N°. 193. Leiden, 5 September 1916.
De Commissie van Financiën heeft de eer U mede te deelen
dat zij, indien de Raad besluit tot demping der sloot gelegen
tusschen de Witte Rozenstraat en de Gerrit Doustraat, geen
bezwaar heeft tegen de bij de voordracht (Ing. St. No. 190)
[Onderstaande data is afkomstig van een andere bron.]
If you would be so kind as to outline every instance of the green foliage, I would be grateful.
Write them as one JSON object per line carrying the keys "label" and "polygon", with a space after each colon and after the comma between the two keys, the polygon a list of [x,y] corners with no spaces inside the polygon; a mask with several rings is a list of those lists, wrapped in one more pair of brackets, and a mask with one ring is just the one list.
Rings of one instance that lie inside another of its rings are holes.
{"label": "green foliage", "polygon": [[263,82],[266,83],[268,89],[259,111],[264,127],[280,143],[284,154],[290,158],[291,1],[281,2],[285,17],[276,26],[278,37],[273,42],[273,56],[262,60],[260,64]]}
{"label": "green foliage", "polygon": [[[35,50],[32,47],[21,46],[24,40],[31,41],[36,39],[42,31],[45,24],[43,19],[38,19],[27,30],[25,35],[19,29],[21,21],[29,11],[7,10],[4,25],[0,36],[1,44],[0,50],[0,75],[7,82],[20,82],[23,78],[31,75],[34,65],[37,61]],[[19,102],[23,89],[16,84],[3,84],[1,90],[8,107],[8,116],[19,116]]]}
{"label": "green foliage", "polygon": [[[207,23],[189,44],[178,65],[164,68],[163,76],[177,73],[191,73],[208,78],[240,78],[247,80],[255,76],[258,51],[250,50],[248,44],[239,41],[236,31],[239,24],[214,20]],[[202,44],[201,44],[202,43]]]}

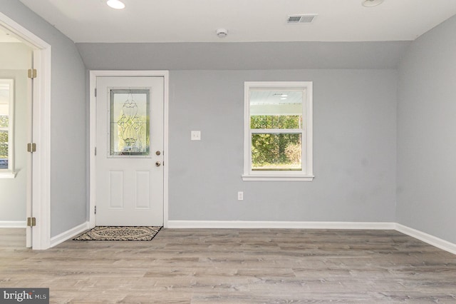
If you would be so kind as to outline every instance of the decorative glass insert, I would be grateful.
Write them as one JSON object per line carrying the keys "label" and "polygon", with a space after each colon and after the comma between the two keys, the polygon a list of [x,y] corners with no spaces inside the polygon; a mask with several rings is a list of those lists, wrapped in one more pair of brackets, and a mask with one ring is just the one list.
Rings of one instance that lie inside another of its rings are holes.
{"label": "decorative glass insert", "polygon": [[150,156],[150,108],[149,89],[110,90],[111,156]]}
{"label": "decorative glass insert", "polygon": [[11,156],[11,114],[13,81],[0,79],[0,169],[9,169]]}

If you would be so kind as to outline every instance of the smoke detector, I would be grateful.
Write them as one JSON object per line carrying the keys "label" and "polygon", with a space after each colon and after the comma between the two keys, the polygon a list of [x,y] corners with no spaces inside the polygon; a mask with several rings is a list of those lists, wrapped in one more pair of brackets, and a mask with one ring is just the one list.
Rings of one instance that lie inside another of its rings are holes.
{"label": "smoke detector", "polygon": [[227,29],[218,29],[215,31],[215,34],[217,34],[219,38],[225,38],[228,36],[228,30]]}

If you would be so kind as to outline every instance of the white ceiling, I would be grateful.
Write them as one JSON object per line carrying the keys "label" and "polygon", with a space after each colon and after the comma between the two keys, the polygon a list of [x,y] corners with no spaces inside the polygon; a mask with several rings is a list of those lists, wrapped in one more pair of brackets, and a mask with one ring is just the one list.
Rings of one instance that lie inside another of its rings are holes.
{"label": "white ceiling", "polygon": [[[21,0],[75,42],[410,41],[456,14],[455,0]],[[318,14],[311,24],[288,15]],[[219,39],[218,28],[228,29]]]}
{"label": "white ceiling", "polygon": [[0,26],[0,42],[21,42],[15,38],[12,34],[6,31],[6,29]]}

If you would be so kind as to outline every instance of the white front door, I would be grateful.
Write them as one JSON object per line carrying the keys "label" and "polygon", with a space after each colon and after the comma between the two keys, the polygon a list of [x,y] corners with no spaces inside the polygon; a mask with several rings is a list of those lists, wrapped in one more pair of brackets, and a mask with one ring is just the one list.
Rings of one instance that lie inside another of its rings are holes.
{"label": "white front door", "polygon": [[163,225],[163,77],[96,78],[97,226]]}

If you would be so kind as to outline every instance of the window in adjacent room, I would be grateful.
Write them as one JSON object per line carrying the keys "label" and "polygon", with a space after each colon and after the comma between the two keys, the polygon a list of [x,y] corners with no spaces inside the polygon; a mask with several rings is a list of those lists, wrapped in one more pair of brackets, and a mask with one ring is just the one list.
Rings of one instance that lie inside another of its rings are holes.
{"label": "window in adjacent room", "polygon": [[244,181],[312,181],[312,82],[245,82]]}
{"label": "window in adjacent room", "polygon": [[13,79],[0,79],[0,178],[14,178]]}

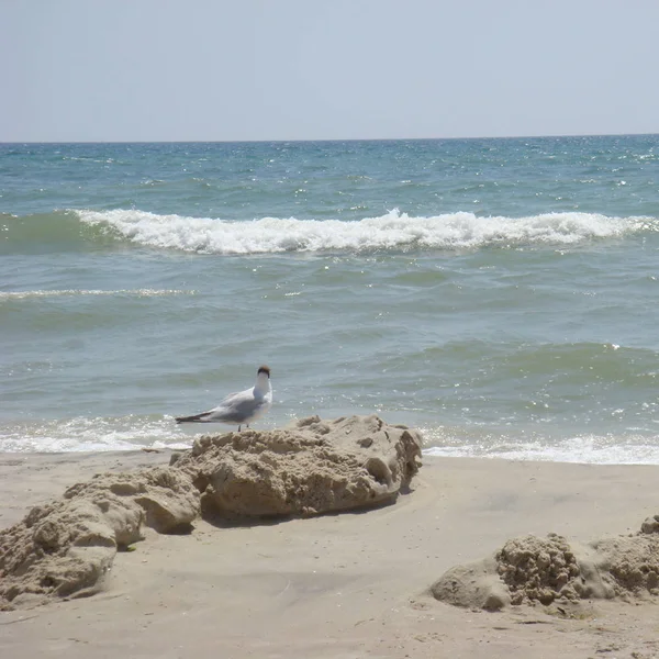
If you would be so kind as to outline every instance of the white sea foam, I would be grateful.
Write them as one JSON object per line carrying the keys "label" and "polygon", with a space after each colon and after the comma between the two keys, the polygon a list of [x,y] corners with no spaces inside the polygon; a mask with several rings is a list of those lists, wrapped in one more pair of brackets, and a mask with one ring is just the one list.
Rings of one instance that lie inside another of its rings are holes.
{"label": "white sea foam", "polygon": [[594,213],[481,217],[459,212],[414,217],[393,210],[379,217],[358,221],[264,217],[246,222],[135,210],[77,213],[83,223],[107,227],[141,245],[224,255],[567,246],[659,231],[659,221],[652,217],[607,217]]}
{"label": "white sea foam", "polygon": [[76,417],[64,421],[5,424],[0,429],[0,451],[77,453],[189,448],[190,438],[171,417]]}
{"label": "white sea foam", "polygon": [[36,290],[36,291],[0,291],[1,300],[22,300],[24,298],[69,298],[85,295],[127,295],[135,298],[157,298],[164,295],[194,295],[196,291],[186,290],[155,290],[155,289],[121,289],[121,290],[85,290],[85,289],[67,289],[67,290]]}
{"label": "white sea foam", "polygon": [[[440,435],[440,433],[439,433]],[[560,440],[496,440],[488,443],[467,442],[444,443],[437,432],[425,434],[429,446],[426,456],[498,458],[503,460],[537,460],[549,462],[576,462],[584,465],[659,465],[659,445],[652,438],[643,436],[600,436],[579,435]],[[434,438],[432,438],[434,437]]]}

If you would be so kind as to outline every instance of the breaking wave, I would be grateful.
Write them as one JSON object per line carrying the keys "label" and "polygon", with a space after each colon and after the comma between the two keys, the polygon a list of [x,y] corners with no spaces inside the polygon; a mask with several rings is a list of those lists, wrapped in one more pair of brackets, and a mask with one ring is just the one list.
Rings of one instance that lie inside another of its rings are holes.
{"label": "breaking wave", "polygon": [[138,210],[59,211],[3,216],[2,252],[103,249],[120,243],[217,255],[466,250],[577,246],[659,233],[656,217],[546,213],[483,217],[468,212],[410,216],[398,210],[358,221],[263,217],[228,221]]}

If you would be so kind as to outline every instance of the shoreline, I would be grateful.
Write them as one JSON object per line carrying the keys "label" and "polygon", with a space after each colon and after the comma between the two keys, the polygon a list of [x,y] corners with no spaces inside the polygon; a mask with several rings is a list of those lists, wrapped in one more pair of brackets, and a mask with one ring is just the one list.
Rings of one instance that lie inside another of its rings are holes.
{"label": "shoreline", "polygon": [[[171,453],[0,454],[0,528],[97,472],[167,465]],[[656,602],[597,601],[563,619],[541,606],[456,608],[425,591],[511,537],[635,533],[659,512],[658,477],[647,465],[424,456],[412,492],[383,509],[147,529],[116,555],[101,593],[0,613],[0,655],[576,659],[615,646],[650,659]]]}

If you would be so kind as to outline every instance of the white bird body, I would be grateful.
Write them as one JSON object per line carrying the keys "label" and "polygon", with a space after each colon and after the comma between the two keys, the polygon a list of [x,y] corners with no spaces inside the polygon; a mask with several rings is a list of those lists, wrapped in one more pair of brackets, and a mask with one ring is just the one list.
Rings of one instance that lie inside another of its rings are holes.
{"label": "white bird body", "polygon": [[270,384],[270,369],[261,366],[256,375],[256,384],[245,391],[230,393],[216,407],[193,414],[192,416],[178,416],[177,423],[226,423],[237,425],[238,432],[245,424],[263,416],[272,405],[272,387]]}

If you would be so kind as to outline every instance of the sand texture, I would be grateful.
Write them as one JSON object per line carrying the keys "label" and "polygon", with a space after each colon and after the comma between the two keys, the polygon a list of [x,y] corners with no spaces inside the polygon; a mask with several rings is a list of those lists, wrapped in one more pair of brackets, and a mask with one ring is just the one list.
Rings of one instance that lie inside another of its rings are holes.
{"label": "sand texture", "polygon": [[322,421],[280,431],[203,436],[175,467],[222,517],[316,515],[395,501],[421,465],[415,431],[378,416]]}
{"label": "sand texture", "polygon": [[[94,473],[122,481],[170,457],[0,455],[0,526],[62,502]],[[657,467],[424,457],[395,505],[226,523],[198,516],[174,534],[143,522],[144,540],[114,554],[93,596],[0,612],[0,657],[657,658],[658,477]],[[129,524],[122,533],[130,541]],[[428,590],[455,566],[474,565],[510,603],[454,606]],[[587,565],[597,569],[587,581],[599,574],[613,596],[529,596],[574,587]]]}
{"label": "sand texture", "polygon": [[[92,594],[118,550],[215,518],[315,515],[395,501],[421,439],[377,416],[204,436],[171,467],[100,473],[0,530],[0,608]],[[201,495],[200,495],[201,493]]]}
{"label": "sand texture", "polygon": [[92,594],[116,551],[143,538],[144,524],[176,532],[198,512],[190,479],[168,467],[103,473],[72,485],[0,530],[0,610]]}

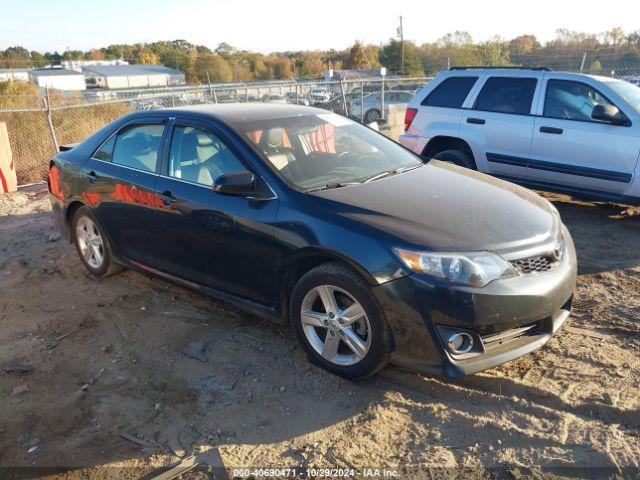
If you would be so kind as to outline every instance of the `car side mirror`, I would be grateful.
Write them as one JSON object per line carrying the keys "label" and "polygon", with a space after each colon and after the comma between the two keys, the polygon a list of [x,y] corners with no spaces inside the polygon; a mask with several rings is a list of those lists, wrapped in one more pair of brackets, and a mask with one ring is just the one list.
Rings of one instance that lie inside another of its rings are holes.
{"label": "car side mirror", "polygon": [[627,125],[629,119],[615,105],[596,105],[591,112],[591,118],[613,125]]}
{"label": "car side mirror", "polygon": [[251,172],[233,172],[219,176],[211,185],[221,195],[246,195],[255,191],[256,177]]}

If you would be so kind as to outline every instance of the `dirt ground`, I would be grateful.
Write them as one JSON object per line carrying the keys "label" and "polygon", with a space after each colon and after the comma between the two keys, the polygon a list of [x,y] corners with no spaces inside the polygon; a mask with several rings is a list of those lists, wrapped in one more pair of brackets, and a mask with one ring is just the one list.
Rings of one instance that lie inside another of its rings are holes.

gevoegde begrootingsregeling.
Evenmin heeft de Commissie bezwaar tegen de begrootings
regeling voor de uitbreiding van de buitengewone school voor
lager onderwijs (Ing. St. No. 191), indien de Raad tot bedoelde
uitbreiding besluit.
Aan den Gemeenteraad. De Commissie van Financiën.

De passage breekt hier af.